We will build regression models for age and select the best model.
# ridge regression
set.seed(3)
model_ridge <- train(age~., data=data_train, trControl=train_control,method="ridge", metric="RMSE")
model_ridge
## Ridge Regression
##
## 36179 samples
## 12 predictor
##
## No pre-processing
## Resampling: Cross-Validated (10 fold)
## Summary of sample sizes: 32562, 32561, 32561, 32562, 32562, 32560, ...
## Resampling results across tuning parameters:
##
## lambda RMSE Rsquared MAE
## 0e+00 10.47033 0.3778042 8.234712
## 1e-04 10.47032 0.3778057 8.234701
## 1e-01 10.49127 0.3755782 8.242094
##
## RMSE was used to select the optimal model using the smallest value.

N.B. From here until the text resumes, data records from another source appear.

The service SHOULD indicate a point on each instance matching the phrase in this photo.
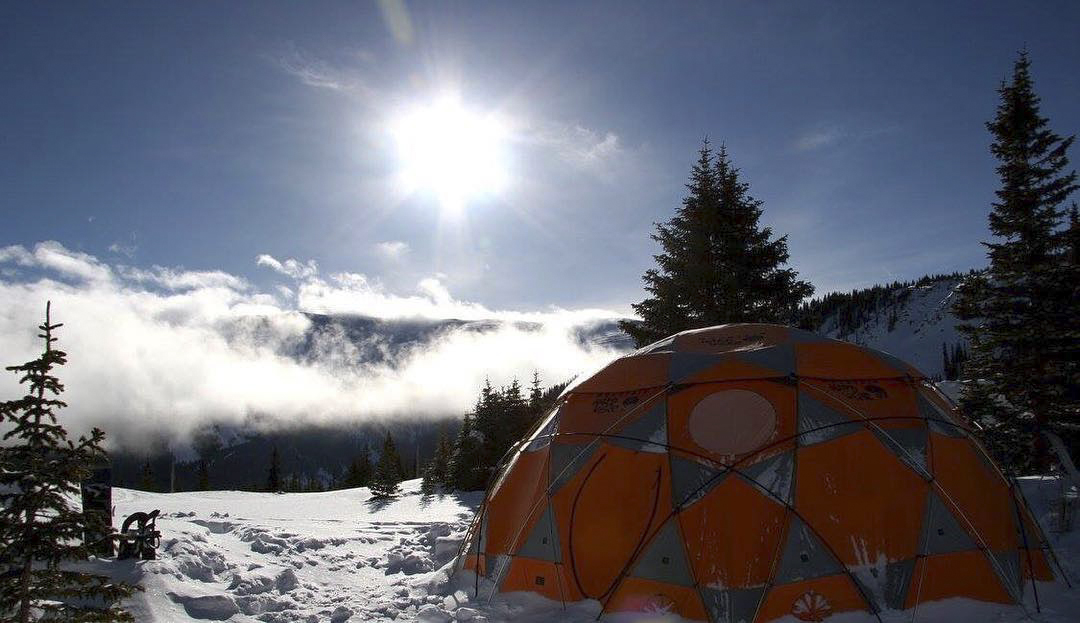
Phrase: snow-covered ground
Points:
(925, 322)
(341, 556)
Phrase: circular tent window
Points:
(732, 421)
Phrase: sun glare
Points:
(450, 152)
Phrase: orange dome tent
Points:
(752, 472)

## The final value used for the model was lambda = 1e-04.
# Least Angle Regression
set.seed(3)
model_lars <- train(age~., data=data_train, trControl=train_control,method="lars", metric="RMSE")
model_lars
## Least Angle Regression
##
## 36179 samples
## 12 predictor
##
## No pre-processing
## Resampling: Cross-Validated (10 fold)
## Summary of sample sizes: 32562, 32561, 32561, 32562, 32562, 32560, ...

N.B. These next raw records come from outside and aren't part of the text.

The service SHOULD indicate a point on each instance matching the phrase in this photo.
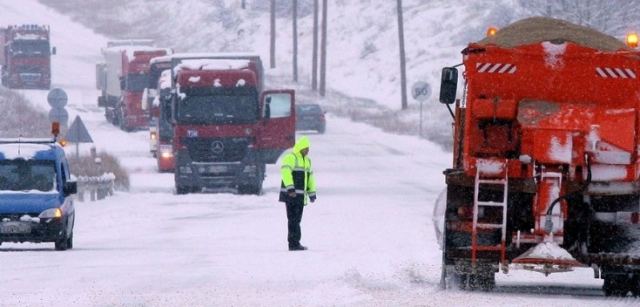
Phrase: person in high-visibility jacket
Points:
(297, 188)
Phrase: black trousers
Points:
(294, 216)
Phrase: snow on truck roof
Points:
(130, 42)
(539, 29)
(21, 149)
(204, 55)
(130, 49)
(209, 64)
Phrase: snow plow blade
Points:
(547, 258)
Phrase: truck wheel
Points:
(63, 243)
(482, 281)
(451, 280)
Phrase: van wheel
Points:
(63, 244)
(70, 242)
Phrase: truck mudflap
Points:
(613, 259)
(194, 175)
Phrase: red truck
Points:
(225, 126)
(123, 78)
(26, 56)
(545, 163)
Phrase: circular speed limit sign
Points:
(421, 91)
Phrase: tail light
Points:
(632, 40)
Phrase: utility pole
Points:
(403, 64)
(295, 40)
(273, 34)
(323, 51)
(314, 70)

## Resampling results across tuning parameters:
##
## fraction RMSE Rsquared MAE
## 0.050 12.44730 0.2750774 10.156253
## 0.525 10.54760 0.3681961 8.319319
## 1.000 10.46517 0.3771267 8.233227
##
## RMSE was used to select the optimal model using the smallest value.

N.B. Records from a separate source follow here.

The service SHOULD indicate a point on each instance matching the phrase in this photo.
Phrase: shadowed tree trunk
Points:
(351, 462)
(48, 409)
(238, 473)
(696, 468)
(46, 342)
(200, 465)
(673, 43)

## The final value used for the model was fraction = 1.
Evidently, least angle regression has the smaller RMSE and we will choose it as our prediction model. Similarly, we will confirm whether our model is overfitting.
# Make predictions on the testing dataset
x_test_reg <- data_test[, 2:length(data_train)]
y_test_reg <- data_test[, 1]
prediction_lars <- predict(model_lars,x_test_reg)
RMSE(prediction_lars, y_test_reg)
## [1] 10.22163
As you could notice, the RMSE of prediction is about 10 and it proves our model fits well. Finally we will have a look at the feature importance.
# Feature importance
import_reg <- varImp(model_lars)
# Plot the feature importance
plot(import_reg)
As you could see the most important features are marital_status and annual_income. Since the importance of some features like race is 0, we will attempt to train our regresison model using less features.
# Train the regresion model with less features
data_retrain <- data_train[, -c(7,6,4,12)]
data_retest <- df_ad[, -c(7,6,4,12)]
# set the random seed
set.seed(3)
# Train the model
model_lars_retrain <- train(age~., data=data_retrain, trControl=train_control,method="lars", metric="RMSE")
# Have a look at the model
model_lars_retrain
## Least Angle Regression
##
## 36179 samples
## 8 predictor
##
## No pre-processing
## Resampling: Cross-Validated (10 fold)
## Summary of sample sizes: 32562, 32561, 32561, 32562, 32562, 32560, ...
## Resampling results across tuning parameters:
##
## fraction RMSE Rsquared MAE
## 0.050 12.83088 0.2750774 10.489917
## 0.525 10.89071 0.3337148 8.676002
## 1.000 10.71457 0.3470846 8.447828
##
## RMSE was used to select the optimal model using the smallest value.
## The final value used for the model was fraction = 1.
# Have a look at the performance of the model on the testing dataset
x_test_retrain <- data_retest[, 2:length(data_retest)]
y_test_retrain <- data_retest[, 1]
prediction_lars_retrain <- predict(model_lars_retrain,x_test_retrain)
RMSE(prediction_lars_retrain, y_test_retrain)
## [1] 10.64923
We could see both RMSE are about 10 and perform almost the same with the model trained on all features. Thus we could predict the age with this model especially considering a vast amount of data.